Abu Dhabi-based LuLu Group has revealed plans to spend Dh1bn (€242m) over the next three years on its e-commerce and logistics capabilities, as the retailer seeks to break into the top three in the Middle East’s online business.
“In the last three years, we have moved from being a brick-and-mortar retailer to having a presence in online shopping as well,” chairman Yusuff Ali MA told Gulf News. “In the next three years, we will build on what’s been achieved so far and be among the top-three e-commerce names in the UAE and Gulf. We can do it.”
Online sales account for approximately 5 per cent of the group’s total sales, but LuLu aims to increase that figure to 15-20 per cent by the end of 2024.

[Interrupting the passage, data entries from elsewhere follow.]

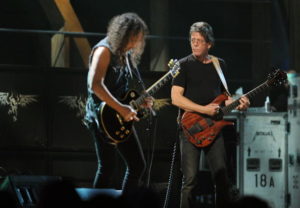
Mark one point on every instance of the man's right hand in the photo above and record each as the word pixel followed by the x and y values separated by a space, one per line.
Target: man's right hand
pixel 128 113
pixel 210 109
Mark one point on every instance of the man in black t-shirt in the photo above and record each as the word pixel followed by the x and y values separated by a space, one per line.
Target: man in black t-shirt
pixel 193 90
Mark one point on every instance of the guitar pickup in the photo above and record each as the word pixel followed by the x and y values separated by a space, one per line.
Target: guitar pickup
pixel 196 128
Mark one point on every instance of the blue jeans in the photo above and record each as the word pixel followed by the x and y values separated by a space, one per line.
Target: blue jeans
pixel 216 158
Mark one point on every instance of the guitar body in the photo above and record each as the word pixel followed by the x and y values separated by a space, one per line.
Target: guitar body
pixel 201 130
pixel 113 124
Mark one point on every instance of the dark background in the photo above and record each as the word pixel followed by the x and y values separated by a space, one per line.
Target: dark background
pixel 49 137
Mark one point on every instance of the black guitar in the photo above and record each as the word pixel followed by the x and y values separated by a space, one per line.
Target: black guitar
pixel 114 126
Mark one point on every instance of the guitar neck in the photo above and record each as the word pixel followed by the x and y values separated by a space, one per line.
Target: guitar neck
pixel 227 109
pixel 155 87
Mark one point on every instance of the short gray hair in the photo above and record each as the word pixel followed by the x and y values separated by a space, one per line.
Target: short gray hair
pixel 205 30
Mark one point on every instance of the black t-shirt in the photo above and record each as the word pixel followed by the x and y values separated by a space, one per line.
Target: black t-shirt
pixel 200 81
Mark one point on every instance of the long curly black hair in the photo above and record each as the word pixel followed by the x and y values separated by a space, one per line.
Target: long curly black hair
pixel 120 29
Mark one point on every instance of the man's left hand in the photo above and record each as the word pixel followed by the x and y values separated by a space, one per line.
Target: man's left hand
pixel 244 103
pixel 148 102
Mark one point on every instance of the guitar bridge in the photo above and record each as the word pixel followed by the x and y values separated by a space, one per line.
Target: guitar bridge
pixel 119 119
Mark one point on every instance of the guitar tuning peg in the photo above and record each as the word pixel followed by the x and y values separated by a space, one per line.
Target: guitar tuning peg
pixel 171 63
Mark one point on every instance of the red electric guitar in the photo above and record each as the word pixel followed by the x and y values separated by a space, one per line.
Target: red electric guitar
pixel 201 130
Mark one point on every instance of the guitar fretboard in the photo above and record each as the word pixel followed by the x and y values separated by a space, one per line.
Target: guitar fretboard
pixel 227 109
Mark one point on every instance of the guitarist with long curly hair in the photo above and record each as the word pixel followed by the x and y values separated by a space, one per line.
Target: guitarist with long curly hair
pixel 194 90
pixel 110 70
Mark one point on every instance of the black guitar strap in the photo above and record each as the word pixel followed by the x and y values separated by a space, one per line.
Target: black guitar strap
pixel 135 72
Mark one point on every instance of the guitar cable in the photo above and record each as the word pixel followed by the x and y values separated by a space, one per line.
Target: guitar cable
pixel 171 173
pixel 151 151
pixel 152 114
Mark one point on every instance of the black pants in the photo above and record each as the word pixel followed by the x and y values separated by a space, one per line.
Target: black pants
pixel 216 158
pixel 132 154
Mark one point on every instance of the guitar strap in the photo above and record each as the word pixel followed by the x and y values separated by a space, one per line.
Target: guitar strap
pixel 217 66
pixel 135 71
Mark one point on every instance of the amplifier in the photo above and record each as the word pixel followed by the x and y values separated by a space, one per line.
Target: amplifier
pixel 263 157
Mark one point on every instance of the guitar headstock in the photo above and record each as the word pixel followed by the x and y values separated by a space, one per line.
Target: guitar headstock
pixel 175 67
pixel 277 78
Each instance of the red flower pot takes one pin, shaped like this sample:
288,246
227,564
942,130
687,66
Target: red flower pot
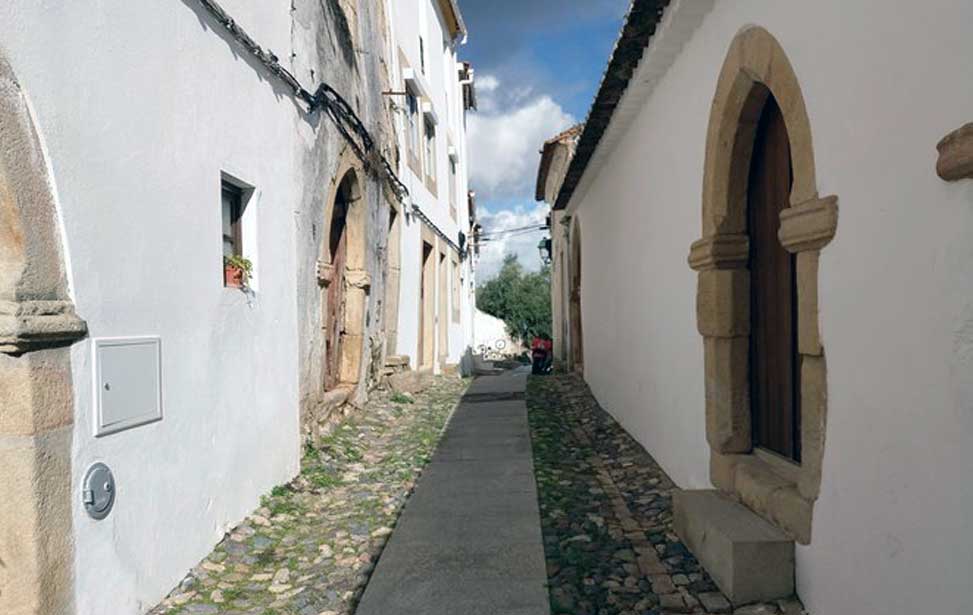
233,277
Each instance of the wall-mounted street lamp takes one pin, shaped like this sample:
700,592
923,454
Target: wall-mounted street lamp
544,248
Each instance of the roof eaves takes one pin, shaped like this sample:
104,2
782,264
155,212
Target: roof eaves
457,26
640,25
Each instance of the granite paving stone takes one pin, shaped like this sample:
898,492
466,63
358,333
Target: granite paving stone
606,514
312,545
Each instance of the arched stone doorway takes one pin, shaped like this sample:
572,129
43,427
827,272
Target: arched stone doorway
757,302
574,299
37,324
345,283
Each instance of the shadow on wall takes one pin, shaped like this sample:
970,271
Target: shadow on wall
345,40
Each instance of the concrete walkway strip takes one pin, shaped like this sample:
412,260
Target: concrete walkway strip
469,539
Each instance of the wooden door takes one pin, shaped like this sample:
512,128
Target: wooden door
774,364
425,316
338,240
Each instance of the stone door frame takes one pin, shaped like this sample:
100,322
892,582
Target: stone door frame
782,492
357,280
37,325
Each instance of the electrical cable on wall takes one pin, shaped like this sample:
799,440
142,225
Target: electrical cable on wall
327,98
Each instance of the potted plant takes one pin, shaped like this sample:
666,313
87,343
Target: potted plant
236,271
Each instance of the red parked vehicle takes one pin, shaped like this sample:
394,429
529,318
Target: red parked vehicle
541,355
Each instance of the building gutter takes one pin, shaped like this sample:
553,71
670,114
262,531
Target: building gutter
640,25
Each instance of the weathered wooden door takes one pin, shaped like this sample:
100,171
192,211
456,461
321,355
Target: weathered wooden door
774,364
425,314
338,245
577,330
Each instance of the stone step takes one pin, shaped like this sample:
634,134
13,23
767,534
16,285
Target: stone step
749,559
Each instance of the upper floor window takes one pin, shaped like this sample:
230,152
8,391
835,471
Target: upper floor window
430,150
452,187
237,232
232,220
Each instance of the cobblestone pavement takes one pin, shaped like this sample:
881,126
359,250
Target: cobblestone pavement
310,547
606,516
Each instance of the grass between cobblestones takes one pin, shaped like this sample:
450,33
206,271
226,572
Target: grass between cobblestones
311,546
606,516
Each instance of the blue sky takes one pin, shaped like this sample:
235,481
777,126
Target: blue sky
538,64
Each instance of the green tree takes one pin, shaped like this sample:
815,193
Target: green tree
522,299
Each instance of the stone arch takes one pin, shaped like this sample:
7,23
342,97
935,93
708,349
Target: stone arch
576,356
345,284
755,68
37,323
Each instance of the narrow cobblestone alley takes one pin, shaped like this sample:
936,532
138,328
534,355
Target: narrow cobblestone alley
310,547
606,513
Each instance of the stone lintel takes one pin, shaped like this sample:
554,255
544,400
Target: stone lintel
727,251
749,559
397,361
809,225
956,154
31,325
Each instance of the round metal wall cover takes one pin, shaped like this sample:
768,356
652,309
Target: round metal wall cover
99,491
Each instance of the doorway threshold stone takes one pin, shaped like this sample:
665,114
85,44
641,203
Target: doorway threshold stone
749,559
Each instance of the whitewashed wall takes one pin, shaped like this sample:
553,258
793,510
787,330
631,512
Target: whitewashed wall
883,82
410,20
140,107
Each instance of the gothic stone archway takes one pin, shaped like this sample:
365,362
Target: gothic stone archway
37,323
344,281
755,69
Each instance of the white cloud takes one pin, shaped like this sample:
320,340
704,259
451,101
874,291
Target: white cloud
505,137
522,245
487,83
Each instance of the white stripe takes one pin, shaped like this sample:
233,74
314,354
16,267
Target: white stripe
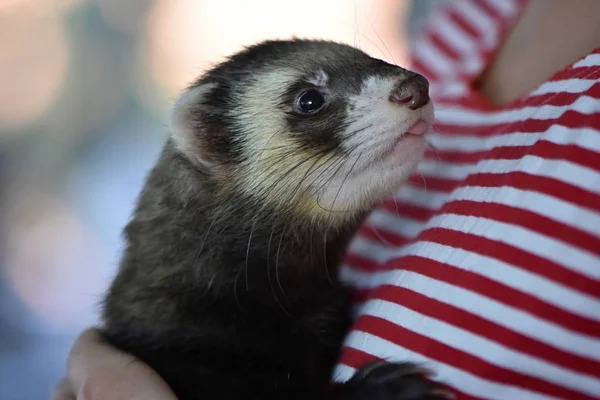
381,218
448,90
524,239
506,8
538,203
481,21
484,307
462,380
490,351
587,138
454,36
591,60
422,197
524,281
433,58
573,85
566,171
465,117
546,247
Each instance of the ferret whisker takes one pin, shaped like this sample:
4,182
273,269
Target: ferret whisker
277,262
344,181
248,252
325,257
273,291
199,252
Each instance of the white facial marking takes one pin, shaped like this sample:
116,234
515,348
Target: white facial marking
182,127
319,79
381,154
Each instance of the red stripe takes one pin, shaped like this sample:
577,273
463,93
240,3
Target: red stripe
542,148
441,45
501,213
490,11
526,219
421,68
588,72
569,119
460,359
485,287
409,210
382,236
520,180
487,329
560,99
355,358
456,16
557,99
437,184
550,186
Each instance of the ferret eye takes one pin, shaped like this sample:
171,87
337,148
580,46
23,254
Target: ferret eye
310,101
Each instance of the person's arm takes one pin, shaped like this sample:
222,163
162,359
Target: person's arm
97,371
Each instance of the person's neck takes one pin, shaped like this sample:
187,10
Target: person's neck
549,36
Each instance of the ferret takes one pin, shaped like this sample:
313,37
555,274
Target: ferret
227,285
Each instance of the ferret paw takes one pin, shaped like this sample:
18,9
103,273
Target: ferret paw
393,381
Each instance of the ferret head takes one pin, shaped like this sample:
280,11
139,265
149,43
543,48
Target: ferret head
314,128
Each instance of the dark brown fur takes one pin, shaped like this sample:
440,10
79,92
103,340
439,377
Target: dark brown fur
227,298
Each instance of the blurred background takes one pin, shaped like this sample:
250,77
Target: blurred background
85,86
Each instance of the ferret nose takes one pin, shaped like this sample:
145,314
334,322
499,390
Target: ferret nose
412,91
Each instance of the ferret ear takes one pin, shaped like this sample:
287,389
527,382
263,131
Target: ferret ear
190,133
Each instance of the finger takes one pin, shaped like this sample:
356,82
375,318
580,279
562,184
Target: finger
63,391
100,372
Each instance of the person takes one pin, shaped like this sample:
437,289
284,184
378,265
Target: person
486,265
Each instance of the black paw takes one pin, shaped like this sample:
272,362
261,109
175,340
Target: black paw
393,381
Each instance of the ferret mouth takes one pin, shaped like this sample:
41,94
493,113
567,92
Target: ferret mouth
415,132
410,138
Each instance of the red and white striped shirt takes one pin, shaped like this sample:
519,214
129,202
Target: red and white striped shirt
486,265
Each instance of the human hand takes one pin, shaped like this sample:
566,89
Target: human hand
97,371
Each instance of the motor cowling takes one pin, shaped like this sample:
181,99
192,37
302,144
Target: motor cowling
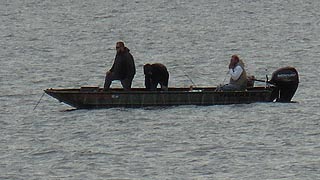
286,82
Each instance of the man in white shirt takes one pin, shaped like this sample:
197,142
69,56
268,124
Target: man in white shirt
238,79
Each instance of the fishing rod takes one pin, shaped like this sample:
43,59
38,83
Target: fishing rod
185,73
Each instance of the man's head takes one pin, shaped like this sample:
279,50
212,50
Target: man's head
235,59
120,46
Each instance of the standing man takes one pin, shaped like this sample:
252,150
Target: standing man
123,68
238,79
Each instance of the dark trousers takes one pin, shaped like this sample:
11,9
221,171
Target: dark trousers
126,83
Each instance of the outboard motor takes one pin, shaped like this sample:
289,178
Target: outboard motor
286,82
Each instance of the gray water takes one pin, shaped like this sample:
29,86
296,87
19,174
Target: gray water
68,44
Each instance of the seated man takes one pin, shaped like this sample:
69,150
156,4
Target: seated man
156,74
238,79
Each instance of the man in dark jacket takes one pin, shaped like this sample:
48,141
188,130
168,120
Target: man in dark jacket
123,68
156,74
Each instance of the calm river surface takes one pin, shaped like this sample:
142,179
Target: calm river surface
68,44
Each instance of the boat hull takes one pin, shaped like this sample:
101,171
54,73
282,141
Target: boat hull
94,97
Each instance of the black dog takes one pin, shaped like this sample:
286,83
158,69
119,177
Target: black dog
156,74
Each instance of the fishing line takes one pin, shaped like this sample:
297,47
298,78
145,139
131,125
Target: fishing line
38,102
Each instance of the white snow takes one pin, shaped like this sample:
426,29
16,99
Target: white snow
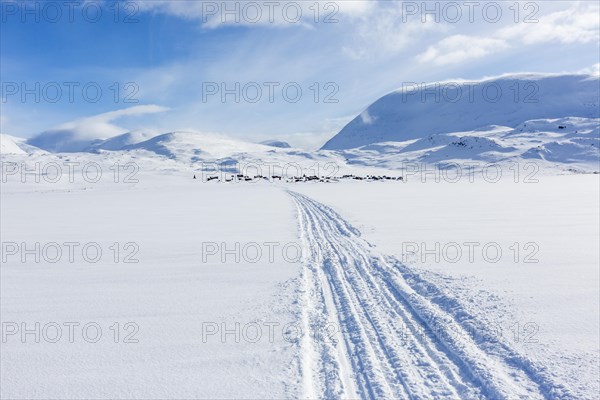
419,110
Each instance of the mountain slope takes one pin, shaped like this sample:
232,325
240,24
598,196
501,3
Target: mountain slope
422,110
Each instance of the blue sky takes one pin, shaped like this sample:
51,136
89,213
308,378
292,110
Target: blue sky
168,53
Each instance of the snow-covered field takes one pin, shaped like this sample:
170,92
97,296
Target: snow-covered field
360,314
449,255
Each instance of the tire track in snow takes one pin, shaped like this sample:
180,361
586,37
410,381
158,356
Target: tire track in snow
400,337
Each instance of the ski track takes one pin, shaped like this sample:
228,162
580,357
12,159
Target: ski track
391,334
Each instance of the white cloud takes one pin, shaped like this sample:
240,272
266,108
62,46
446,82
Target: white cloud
459,48
577,24
101,126
287,13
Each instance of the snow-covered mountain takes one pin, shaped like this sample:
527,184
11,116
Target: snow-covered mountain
15,145
418,111
564,143
276,143
120,141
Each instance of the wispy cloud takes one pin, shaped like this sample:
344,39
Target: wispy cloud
102,126
577,24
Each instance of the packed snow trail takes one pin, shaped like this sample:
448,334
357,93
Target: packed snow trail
387,333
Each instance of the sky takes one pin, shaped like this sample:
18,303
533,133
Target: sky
257,70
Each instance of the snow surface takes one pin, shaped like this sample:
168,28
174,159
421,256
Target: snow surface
399,328
377,319
276,143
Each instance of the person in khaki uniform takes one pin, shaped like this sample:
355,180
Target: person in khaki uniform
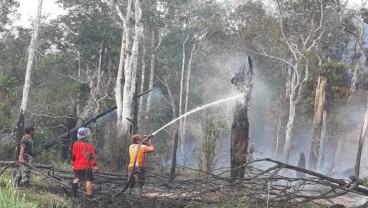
26,152
137,162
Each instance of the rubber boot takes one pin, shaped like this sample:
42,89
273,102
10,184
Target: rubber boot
130,190
74,189
138,191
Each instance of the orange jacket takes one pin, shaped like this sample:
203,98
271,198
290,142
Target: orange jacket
83,155
141,160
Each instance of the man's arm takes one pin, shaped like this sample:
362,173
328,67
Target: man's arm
149,147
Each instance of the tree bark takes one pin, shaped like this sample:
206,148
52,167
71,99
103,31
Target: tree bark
152,70
27,79
71,123
321,158
319,105
240,126
183,145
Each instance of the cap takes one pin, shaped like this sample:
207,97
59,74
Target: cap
82,132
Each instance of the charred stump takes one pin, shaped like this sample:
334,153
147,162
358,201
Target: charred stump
301,164
240,126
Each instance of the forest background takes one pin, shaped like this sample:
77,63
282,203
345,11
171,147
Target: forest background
100,54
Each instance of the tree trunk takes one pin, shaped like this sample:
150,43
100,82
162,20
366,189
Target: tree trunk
128,76
240,126
182,78
239,141
118,87
186,101
143,75
338,154
173,163
152,70
289,130
27,79
321,158
363,133
319,105
71,123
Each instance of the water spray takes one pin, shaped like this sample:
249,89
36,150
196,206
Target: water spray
147,137
198,109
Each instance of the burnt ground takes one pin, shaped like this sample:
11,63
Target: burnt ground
200,190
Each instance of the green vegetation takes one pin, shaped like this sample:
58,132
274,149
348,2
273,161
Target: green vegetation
11,197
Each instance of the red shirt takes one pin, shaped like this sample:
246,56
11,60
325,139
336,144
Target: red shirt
81,150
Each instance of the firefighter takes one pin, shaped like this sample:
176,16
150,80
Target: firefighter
83,162
137,163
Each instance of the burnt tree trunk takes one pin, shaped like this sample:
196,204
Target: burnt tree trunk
240,126
239,141
71,123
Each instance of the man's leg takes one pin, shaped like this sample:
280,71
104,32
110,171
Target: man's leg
17,173
75,184
88,180
141,176
25,174
131,181
89,188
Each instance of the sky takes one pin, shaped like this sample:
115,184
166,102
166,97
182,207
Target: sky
28,9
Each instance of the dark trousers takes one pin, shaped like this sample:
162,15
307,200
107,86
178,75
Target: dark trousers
139,176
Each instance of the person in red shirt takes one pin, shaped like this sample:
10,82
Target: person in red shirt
137,163
83,162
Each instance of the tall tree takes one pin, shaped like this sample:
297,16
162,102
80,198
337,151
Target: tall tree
27,80
240,126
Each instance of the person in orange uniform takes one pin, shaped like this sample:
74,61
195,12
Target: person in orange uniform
83,162
137,163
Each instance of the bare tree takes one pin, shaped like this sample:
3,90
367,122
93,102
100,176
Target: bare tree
154,49
187,99
319,105
240,126
27,79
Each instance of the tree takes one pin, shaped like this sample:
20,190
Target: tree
240,126
27,80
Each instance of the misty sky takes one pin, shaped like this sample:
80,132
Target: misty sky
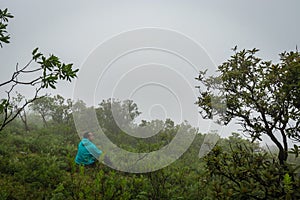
73,30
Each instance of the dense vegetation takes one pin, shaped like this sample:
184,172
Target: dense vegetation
39,140
39,164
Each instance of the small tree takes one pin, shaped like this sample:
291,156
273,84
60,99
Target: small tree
264,97
47,71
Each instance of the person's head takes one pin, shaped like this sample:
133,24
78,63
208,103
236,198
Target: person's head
89,135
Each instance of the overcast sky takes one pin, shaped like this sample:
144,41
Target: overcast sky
74,30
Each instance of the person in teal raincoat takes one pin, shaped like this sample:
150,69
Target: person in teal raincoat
87,153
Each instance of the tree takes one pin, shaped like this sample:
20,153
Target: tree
47,71
262,96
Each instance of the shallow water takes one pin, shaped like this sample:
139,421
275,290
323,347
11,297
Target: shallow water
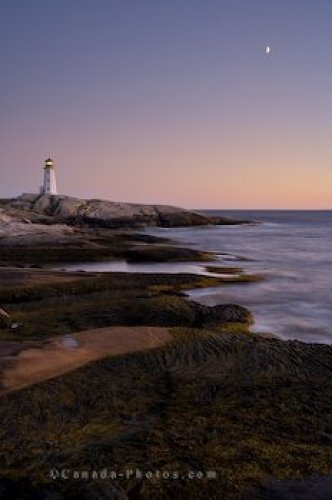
292,249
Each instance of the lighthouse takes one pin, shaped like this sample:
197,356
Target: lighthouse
49,185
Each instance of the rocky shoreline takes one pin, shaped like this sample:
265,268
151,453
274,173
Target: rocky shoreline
214,397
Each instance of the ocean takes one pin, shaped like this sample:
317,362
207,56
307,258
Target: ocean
291,248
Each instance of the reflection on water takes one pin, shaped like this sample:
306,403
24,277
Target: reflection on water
153,267
292,249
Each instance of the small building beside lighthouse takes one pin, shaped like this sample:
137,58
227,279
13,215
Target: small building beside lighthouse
49,184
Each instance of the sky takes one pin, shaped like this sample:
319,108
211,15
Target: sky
169,101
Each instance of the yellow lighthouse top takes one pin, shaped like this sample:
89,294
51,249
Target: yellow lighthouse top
49,163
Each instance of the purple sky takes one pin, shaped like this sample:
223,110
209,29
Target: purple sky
169,101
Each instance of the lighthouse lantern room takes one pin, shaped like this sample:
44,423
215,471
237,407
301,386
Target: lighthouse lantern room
49,185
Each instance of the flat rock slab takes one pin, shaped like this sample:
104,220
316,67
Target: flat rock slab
28,364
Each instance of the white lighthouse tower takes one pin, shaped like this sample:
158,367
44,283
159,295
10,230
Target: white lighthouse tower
49,185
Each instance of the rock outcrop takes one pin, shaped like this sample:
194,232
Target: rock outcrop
18,230
109,213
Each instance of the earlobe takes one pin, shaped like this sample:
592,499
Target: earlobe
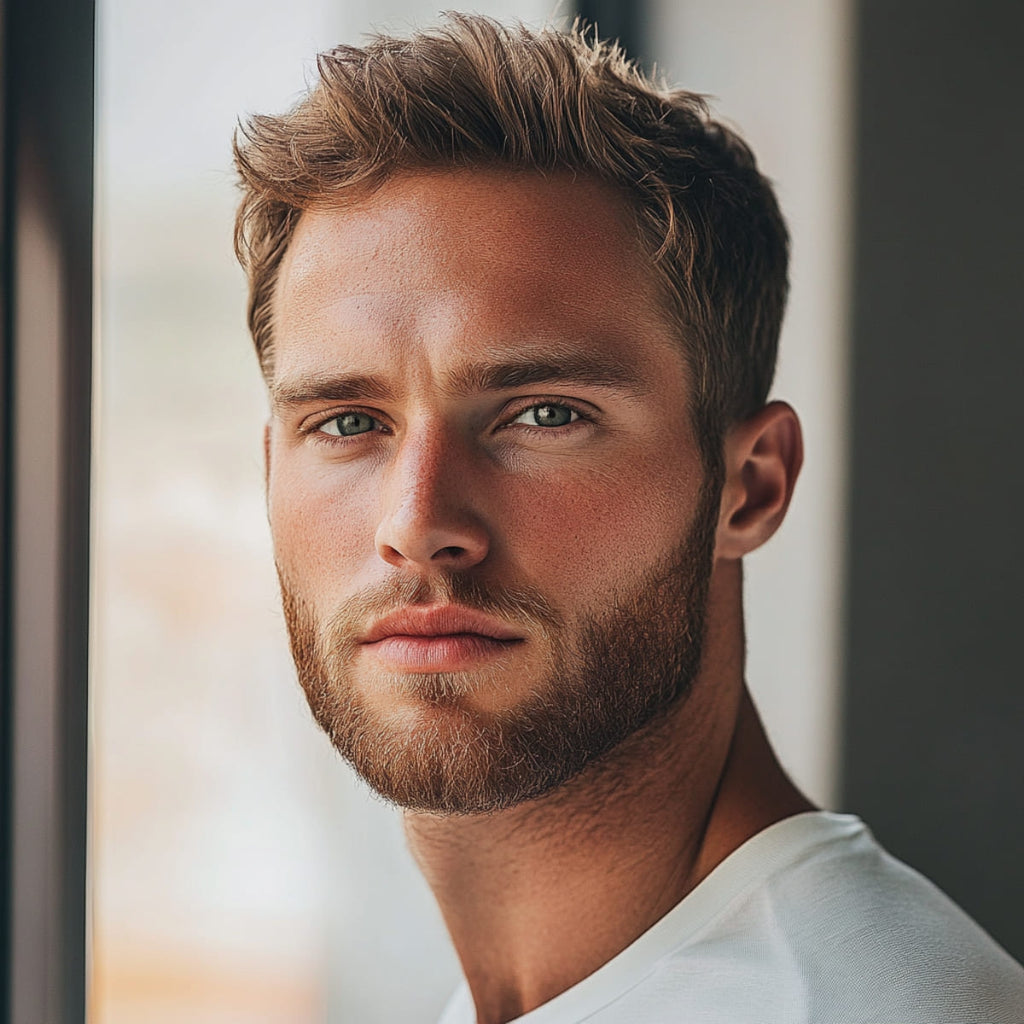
763,457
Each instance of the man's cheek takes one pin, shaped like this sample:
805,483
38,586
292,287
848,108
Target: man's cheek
322,535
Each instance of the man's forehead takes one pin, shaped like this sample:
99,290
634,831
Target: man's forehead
466,220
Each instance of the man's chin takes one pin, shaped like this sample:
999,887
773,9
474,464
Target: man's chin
434,752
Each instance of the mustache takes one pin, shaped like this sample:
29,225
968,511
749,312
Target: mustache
521,604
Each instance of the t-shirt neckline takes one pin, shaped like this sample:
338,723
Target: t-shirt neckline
762,855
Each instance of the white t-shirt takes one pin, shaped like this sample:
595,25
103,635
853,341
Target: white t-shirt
810,922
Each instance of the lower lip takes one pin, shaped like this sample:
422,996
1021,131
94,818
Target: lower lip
451,652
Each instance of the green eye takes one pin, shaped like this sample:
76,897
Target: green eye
547,416
349,425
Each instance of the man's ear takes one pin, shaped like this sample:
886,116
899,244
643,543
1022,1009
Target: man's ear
763,456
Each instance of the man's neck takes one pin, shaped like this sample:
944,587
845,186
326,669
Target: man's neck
537,898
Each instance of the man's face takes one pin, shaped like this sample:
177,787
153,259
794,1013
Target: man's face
487,504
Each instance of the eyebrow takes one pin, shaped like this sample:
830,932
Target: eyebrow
329,387
572,368
586,369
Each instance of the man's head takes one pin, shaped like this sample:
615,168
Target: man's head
507,298
476,94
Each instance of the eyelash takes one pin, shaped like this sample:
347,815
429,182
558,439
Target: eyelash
315,429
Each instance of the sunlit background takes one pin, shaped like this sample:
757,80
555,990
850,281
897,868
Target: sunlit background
240,875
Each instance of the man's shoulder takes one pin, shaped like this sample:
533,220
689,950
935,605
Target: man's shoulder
836,929
810,922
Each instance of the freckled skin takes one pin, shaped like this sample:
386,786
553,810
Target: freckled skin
410,284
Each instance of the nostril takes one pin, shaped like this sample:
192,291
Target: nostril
450,552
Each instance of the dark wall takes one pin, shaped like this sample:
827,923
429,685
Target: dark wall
934,723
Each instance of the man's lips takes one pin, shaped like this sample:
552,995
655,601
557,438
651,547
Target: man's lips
438,638
439,621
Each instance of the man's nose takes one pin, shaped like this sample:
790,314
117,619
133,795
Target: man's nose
429,520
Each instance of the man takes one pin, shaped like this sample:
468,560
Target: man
517,310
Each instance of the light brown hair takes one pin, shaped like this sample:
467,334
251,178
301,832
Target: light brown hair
474,92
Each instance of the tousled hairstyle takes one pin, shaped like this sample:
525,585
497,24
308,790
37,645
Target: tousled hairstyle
476,93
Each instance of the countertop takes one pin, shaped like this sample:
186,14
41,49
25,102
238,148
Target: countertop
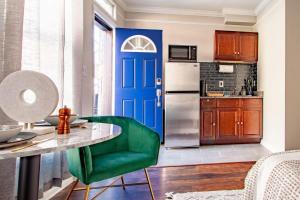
234,97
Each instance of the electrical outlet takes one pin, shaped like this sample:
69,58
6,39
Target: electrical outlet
221,83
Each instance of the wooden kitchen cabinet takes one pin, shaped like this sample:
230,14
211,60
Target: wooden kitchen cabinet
225,45
230,121
227,124
208,125
236,46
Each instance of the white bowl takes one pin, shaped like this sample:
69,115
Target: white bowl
9,131
53,119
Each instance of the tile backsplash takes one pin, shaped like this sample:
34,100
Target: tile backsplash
210,73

The investment is set to go toward “fulfilment centres” to handle stock needs and toward a fleet for last-mile delivery.
“We own and operate the entire fleet rather than subcontract,” said Yusuff Ali. “We need to be a true omni-channel company and we will own what we use.”
LuLu reportedly intends to bring in smaller online-focused vendors, in addition to introducing new product categories.
“What usually all the retailers do is morph everything that worked for physical retail space onto the e-commerce,” said Yusuff Ali. “That’s not how it should be – retail will have its own focus within the group from now.”
The Covid-19 pandemic has accelerated the pace of investments in digital channels in the Middle East, according to Gulf News, with a greater focus on contactless payments.
LuLu’s ‘Super Friday’ promotion, which sees the retailer offer huge discounts to consumers, including on groceries, is a sign of this development.
The campaign is set to run until the end of November, with all offers available both at LuLu stores and online.
“We need to bring in more vendors,” said chief commercial officer V Nandakumar, “even those who do not typically sell through our stores. There are new demographics, new consumer tastes and wants that need to be fulfilled. We are open to meeting all possible consumer wants through LuLu Online.”